As can be seen in figure 1a the Gd-N interactions are mostly electrostatic in nature, a fact that is also reflected in the Wiberg bond indexes calculated as 0.16, 0.17 and 0.21 (a single bond would yield a WBI value closer to 1.0).
PM6 optimizations were employed in optimizing the GdQD as a whole (figure 1f) and the MM-UFF to characterize their union to a peptide sequence (figure 2) from which we observed somewhat unsurprisingly that Gd³⁺interacts preferently with the electron rich residues.
This research was published in ACS Applied Materials and Interfaces. Thanks to Prof. Vojtech Adam from the Mendel University in Brno, Czech Republic for inviting me to collaborate with their interdisciplinary team.
The second sensor I want to write about today is a more closer to home collaboration with Dr. Alejandro Dorazco who developed a fluorescent porphyrin system that becomes chiefly quenched in the presence of Iodide but not with any other halide. This allows for a fast detection of iodide anions, related to some gland diseases, in aqueous samples such as urine. This probe was also granted a patent which technically lists yours-truly as an inventor, cool!
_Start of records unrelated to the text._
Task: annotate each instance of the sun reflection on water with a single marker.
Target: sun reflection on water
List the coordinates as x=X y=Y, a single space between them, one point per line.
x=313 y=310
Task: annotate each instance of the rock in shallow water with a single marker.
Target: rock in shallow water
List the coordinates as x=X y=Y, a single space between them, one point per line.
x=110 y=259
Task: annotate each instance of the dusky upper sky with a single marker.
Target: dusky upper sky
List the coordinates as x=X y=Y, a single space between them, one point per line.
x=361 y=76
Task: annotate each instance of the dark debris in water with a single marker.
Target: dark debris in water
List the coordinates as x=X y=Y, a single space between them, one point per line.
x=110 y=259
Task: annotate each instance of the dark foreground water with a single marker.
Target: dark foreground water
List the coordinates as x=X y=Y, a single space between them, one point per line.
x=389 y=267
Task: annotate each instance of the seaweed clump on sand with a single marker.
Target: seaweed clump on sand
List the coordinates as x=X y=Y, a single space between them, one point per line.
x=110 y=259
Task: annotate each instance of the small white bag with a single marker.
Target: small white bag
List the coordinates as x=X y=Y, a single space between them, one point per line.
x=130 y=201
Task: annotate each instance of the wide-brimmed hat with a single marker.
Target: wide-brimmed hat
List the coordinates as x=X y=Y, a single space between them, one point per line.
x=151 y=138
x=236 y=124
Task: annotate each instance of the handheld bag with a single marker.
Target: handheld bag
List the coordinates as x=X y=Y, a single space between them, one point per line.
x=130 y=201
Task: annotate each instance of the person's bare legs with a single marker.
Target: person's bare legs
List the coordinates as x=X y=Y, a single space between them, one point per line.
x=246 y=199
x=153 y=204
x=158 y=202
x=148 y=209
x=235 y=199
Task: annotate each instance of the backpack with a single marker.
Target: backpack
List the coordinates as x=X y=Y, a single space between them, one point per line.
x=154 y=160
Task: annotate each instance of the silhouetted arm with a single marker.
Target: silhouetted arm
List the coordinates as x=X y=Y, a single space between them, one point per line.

The calculated interaction energy was huge between I⁻ and the porphyrine, which supports the idea of a ionic interaction through which charge transfer interactions quenches the fluorescence of the probe. Figure 3 above shows how the HOMO largely resides on the iodide whereas the LUMO is located on the pi electron system of the porphyrine.
This research was published in Sensors and Actuators B – Chemical.